# Greenup Dam Report



## BiteMyLine (Sep 7, 2006)

Gonna try to head down to the Greenup dam this weekend. Hows the bite with the hybrids and eyes? Whats the conditions of the river and does anybody know the water temp? Trying to decide what type of tackle and gear to bring. Any info would be great.


----------



## BiteMyLine (Sep 7, 2006)

anybody know any links where i might be able to find current river conditions.


----------



## creekwalker (May 23, 2004)

BiteMyLine said:


> anybody know any links where i might be able to find current river conditions.



Check the sticky post at the top of this forum. I'll also paste it here just to make it easier. Ohio River Info post . It's easy to overlook since it is always there. I always look past it to the first thread.

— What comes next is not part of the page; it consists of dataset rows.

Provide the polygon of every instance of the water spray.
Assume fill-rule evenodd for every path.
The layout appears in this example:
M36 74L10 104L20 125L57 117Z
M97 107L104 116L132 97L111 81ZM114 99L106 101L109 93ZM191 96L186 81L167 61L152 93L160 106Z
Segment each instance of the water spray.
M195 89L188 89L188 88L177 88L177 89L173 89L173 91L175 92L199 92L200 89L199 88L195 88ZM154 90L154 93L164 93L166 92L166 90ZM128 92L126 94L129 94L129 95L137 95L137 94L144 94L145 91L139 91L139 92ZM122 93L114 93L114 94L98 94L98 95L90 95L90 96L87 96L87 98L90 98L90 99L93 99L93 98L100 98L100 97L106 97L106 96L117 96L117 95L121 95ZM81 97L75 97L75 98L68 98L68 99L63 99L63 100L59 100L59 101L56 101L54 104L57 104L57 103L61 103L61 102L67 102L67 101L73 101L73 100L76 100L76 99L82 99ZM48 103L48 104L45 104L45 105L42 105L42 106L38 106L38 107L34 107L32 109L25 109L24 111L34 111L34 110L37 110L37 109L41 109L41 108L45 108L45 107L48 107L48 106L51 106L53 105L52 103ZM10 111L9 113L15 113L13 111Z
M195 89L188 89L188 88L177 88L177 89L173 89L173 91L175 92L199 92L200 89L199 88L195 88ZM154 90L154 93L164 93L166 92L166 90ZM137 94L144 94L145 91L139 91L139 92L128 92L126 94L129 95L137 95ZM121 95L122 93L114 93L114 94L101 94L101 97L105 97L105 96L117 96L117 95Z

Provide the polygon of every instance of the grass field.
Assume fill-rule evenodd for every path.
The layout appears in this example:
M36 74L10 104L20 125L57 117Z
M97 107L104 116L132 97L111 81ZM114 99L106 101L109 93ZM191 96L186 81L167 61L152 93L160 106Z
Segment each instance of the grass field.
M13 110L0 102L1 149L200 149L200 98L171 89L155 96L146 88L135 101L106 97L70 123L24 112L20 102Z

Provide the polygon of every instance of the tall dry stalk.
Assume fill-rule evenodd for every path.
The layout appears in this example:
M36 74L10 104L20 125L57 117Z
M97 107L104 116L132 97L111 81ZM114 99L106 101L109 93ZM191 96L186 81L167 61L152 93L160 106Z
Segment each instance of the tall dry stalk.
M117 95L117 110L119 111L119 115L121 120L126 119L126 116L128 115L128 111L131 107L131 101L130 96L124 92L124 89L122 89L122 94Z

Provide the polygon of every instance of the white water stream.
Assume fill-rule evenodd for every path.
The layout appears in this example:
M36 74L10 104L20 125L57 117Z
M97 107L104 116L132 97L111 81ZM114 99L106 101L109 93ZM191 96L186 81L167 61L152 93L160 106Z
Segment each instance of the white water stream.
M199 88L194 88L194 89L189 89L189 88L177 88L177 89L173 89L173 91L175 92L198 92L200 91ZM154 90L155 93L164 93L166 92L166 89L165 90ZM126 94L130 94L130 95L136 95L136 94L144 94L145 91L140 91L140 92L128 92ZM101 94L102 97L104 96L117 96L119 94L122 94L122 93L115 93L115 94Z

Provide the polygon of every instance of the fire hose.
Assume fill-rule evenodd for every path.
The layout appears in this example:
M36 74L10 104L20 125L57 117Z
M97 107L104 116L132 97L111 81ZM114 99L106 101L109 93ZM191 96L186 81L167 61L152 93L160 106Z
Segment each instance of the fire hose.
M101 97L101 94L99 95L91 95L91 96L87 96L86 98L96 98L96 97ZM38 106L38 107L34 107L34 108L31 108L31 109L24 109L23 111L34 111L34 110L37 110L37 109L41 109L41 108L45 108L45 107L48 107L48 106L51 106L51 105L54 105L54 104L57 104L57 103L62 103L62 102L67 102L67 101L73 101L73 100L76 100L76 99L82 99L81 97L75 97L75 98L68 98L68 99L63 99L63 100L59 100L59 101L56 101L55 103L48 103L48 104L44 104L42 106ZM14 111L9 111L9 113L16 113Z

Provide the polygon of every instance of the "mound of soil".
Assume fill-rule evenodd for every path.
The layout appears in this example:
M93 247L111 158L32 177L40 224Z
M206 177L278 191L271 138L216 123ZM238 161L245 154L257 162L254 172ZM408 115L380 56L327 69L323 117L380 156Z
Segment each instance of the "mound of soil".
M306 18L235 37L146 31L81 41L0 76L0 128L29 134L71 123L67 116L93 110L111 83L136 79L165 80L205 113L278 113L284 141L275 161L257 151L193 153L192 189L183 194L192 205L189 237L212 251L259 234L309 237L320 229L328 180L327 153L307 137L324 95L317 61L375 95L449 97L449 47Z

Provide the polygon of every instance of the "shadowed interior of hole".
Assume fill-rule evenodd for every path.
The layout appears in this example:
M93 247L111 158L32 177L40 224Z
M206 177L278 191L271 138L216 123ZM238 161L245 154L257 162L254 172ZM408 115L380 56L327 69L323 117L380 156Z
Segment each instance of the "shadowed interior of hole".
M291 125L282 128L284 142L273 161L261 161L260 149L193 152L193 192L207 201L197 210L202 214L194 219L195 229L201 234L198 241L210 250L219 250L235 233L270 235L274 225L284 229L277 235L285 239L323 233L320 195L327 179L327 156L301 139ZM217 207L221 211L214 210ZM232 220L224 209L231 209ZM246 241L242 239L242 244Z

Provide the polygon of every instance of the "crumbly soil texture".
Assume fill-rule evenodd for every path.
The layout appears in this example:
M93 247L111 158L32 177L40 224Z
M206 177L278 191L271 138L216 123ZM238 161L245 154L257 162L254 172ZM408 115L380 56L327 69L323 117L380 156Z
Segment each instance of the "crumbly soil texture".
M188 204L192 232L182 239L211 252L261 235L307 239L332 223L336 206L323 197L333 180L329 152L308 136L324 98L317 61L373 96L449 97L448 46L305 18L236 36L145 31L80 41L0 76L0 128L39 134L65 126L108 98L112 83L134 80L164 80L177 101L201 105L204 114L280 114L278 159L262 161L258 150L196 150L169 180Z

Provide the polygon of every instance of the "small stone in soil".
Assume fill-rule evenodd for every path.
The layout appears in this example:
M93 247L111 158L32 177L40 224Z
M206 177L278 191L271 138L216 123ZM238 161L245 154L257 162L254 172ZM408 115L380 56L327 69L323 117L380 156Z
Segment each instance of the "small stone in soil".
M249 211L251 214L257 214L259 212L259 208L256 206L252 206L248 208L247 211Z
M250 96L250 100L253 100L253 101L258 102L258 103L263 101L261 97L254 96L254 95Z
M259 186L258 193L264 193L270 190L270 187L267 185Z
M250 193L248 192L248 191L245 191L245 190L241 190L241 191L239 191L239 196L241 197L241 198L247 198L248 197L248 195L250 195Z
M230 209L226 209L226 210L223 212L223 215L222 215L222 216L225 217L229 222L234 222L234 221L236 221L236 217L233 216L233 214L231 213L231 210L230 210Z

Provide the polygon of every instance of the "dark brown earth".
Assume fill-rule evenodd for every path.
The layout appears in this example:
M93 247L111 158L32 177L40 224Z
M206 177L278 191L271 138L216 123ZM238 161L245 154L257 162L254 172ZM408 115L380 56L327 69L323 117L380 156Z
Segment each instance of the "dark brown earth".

Speaking of threads, the Ohio River forum on here seems kind of dead. I thought it would pick up by now.  


CW


----------



## BiteMyLine (Sep 7, 2006)

If anybody is out there at the Greenup dam this weekend come introduce yourself. I will be wearing khaki's, dark navy fleece, reds hat, and will listening to the Bucks saturday. Never met any of the ogf members. Will post results when I get back on Sunday night. Might be on the wall, if its not too crowded, otherwise beside the shrub about 300 yards from the dam.


----------



## Daveo76 (Apr 14, 2004)

I'll be there as usual.Hybrids are still hitting on top so I'll be at the sidewalk at the "deck". Those rocks will be really slick as the water goes down so I probably won't go any farther than the beam . Maybe the water will clear up some by then. Just ask for Dave. There are 3 of us that fish there so someone will point you in the right direction. I'll have a red buckeye hat on and black gloves. Good Luck


----------



## Daveo76 (Apr 14, 2004)

I'll be there as usual.Hybrids are still hitting on top so I'll be at the sidewalk at the "deck". Those rocks will be really slick as the water goes down so I probably won't go any farther than the beam . Maybe the water will clear up some by then. Just ask for Dave. There are 3 of us that fish there so someone will point you in the right direction. I'll have a red buckeye hat on and black gloves. Good Luck


----------



## fishknife (Apr 13, 2004)

Anyone know the water clarity as of now (Sunday)? Thanks for any info.


----------



## BiteMyLine (Sep 7, 2006)

I fished the dam from noon to sunset both saturday and sunday. Caught some really wipers on saturday, around a dozen fish over 5#, and the biggest of the trip with an 8#. Sunday missed three fish, and nobody caught anything and all left as it was getting dark. I threw on a big weight and a rapala shallow runner and started ripping it through the current and caught 6 good size fish right after everybody else left. Biggest on the day was a 6#. Tried for eyes and whatever else wanted to bite down from the dam a ways and had no luck. Water level was up and murky. The lower half of the sidewalk was under water sunday. The river was up more sunday and don't know if its still going up. Saturday the water was down another 2 feet compared to Sunday. Don't know any water temps. Loved catching those wipers. They are a really good fight and hit really hard. Might have to make another trip down sometime soon.


----------



## fishin_fool_69 (Jan 2, 2006)

http://www.lrh.usace.army.mil/projects/locks/gro/ hope this helps


----------



## BiteMyLine (Sep 7, 2006)

Anybody having much luck on the wipers lately? Wanna try to head down sometime soon. I know it may be getting too cold for a consistent bite but I was just curious.


----------



## crab (Apr 14, 2004)

havent been down but would like to go. Steve get a hold of me so we can give it a try.


----------



## fishin_fool_69 (Jan 2, 2006)

Ok,but this isnt my thread,mine is greenup dam REPORTS,with an s.lol,np tho,let me know when ya wanna go,Ill post any info here too,you all feel free to post on my thread as well.


----------